Dwivedi responded by saying that either we look only at the statute establishing the institution or look at the history as a whole.
When asked by CJI whether there was no minority at all pre-independence as per his test, he said that everybody was "subject" and there were no minorities then. He said no institution established pre-independence is a minority institution. He also said that Parsis would qualify to be minorities even pre-independence as per his test.
Senior Advocate Rakesh Dwivedi then pointed out the definition of "minority" by the United Nations. He submitted that the idea of "dominance" is actually flowing from Article 30, otherwise Article 30 is not required.

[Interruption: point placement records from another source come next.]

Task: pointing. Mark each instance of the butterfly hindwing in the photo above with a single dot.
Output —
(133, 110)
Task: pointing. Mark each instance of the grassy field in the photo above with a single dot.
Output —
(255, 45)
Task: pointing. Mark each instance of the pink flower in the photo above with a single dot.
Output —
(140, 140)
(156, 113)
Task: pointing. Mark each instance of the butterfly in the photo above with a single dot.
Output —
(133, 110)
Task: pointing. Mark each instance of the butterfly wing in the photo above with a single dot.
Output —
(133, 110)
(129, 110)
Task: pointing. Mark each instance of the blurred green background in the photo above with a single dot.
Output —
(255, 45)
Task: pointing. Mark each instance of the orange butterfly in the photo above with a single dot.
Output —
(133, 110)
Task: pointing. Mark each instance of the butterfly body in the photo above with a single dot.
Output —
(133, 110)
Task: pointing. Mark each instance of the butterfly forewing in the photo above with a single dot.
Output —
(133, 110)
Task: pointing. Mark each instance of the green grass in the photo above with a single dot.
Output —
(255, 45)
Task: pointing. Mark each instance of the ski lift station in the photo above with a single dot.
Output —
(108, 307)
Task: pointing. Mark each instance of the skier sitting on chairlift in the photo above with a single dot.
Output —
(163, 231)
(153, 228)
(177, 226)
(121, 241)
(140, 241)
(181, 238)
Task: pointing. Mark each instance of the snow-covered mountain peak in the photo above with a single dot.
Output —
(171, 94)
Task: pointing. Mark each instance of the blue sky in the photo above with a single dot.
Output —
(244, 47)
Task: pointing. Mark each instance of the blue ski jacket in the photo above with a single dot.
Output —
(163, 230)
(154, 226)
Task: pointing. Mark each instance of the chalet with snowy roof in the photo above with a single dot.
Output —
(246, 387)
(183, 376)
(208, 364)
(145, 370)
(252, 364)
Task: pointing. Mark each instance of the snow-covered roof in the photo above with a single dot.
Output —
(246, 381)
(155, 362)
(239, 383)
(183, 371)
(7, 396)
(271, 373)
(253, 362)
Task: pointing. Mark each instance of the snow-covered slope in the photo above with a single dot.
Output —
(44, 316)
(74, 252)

Justice Khanna then said that if we go by the question of "dominance", it will have some repercussions otherwise. “This Court has been avoiding definition. Let's define it appropriately, then in every case, it can be applied”, Dwivedi responded.

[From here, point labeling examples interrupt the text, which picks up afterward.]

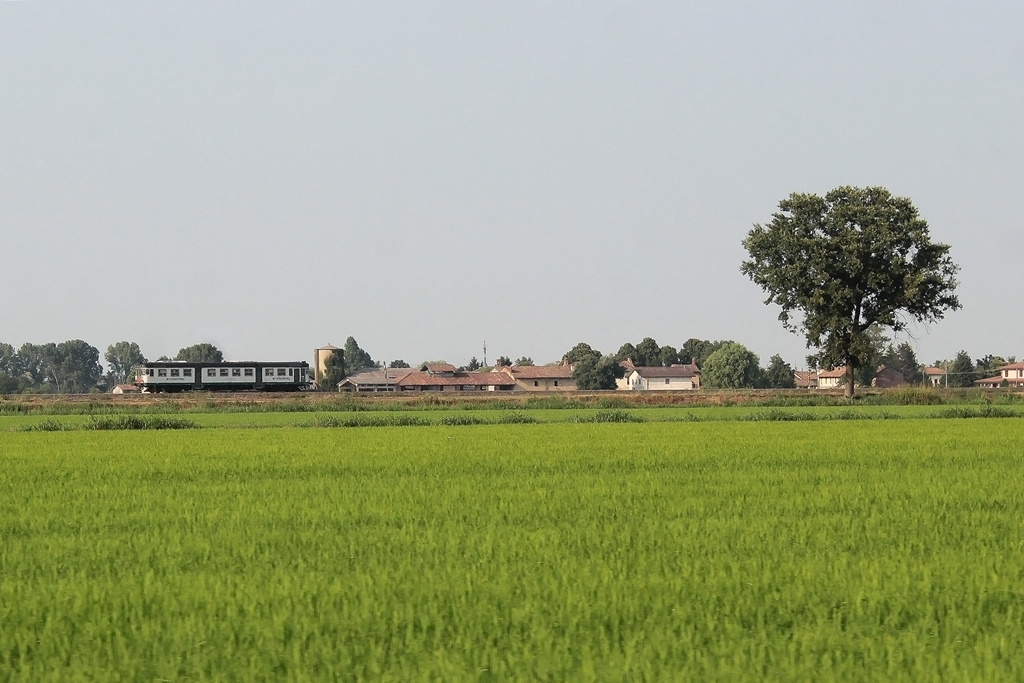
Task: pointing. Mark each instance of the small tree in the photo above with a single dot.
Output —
(334, 371)
(648, 353)
(856, 258)
(962, 371)
(668, 356)
(779, 375)
(732, 367)
(626, 352)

During this argument, the Senior Advocate also said, “Minority is a political concept. It relates to some group which is in majority. It is a political relationship which is now enshrined in the Constitution in the form of Article 30 for futuristic purposes”. He also submitted that in 1920 a particular community was ruling and taking that community as a whole, neither the Muslims or Hindus were part of the government and were subjects who were equal in their sufferings. He said that there is no question of minority then and that the relationship was of that of an imperial ruler and subjects who were treated alike. "There was no concept of minority then. We are trying to foist something backwards on a statute made by an imperial power which was not there. This is just a fiction which we are creating. How do we do it? What principle milords", he submitted.
The CJI then asked if Dwivedi's arguments are accepted, no institution pre-Constitution will be entitled to claim minority status. Dwivedi then said that Parsis, for example, will qualify as a minority pre-independence, if his tests are applied.

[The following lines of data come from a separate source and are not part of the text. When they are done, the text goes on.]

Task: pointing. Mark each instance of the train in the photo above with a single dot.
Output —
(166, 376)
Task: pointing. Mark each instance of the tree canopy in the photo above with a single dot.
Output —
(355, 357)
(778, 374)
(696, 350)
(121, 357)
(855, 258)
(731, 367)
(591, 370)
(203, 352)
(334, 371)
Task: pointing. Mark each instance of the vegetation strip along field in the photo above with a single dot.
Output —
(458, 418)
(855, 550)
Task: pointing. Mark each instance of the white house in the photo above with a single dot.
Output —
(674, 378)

The CJI also said that "dominance" is also to be seen in the context of socio-economic advancement. "What if there is a community which did not have the benefit of education as the Muslims were at that time? Community which was not highly advanced, socially, economically, educationally...", the CJI asked.
Dwivedi responded by saying that from the angle of western education, everybody were backward. It is not that Hindus had western education which Muslims did not have.
The CJI then asked what changed for Muslims after the adoption of the Constitution that they became a minority. Dwivedi responded that those who were left behind after partition were subject to "rule of the majority" after the Constitution. He submitted that there has to be some definition of minority. He said that numerical test alone will not suffice. He gave the example of Kerala where no religion is in majority and without a definition, there cannot be a minority in Kerala. He said that Article 30 was meant to protect the minority from the fear of dominance of Hindus post-partition. He said that we must look at history wholesomely.
He also argued that there are judgments which say that fundamental rights don't apply retrospectively and hence the principles which govern them also cannot be applied retrospectively.
The Constitution Bench hearing the matter comprises Chief Justice DY Chandrachud, Justice Sanjiv Khanna, Justice Surya Kant, Justice JB Pardiwala, Justice Dipankar Datta, Justice Manoj Misra and Justice Satish Chandra Sharma.
Earlier, the Constitution Bench heard heated arguments on whether a law officer can argue against a law made by a Parliament. During the arguments of the Petitioners, Advocate Shadan Farasat appearing for petitioners argued that if the University ceases to be a minority institution, then that would hamper the education of Muslim women in India. Solicitor General Tushar Mehta objected to the argument saying that it belittles Muslim women. Senior Advocate Kapil Sibal appearing for a Petitioner (Old Boys Association), previously argued that since the minority community could not have been empowered through reservation, there was no other way to give an opportunity to those left out, except through Article 30.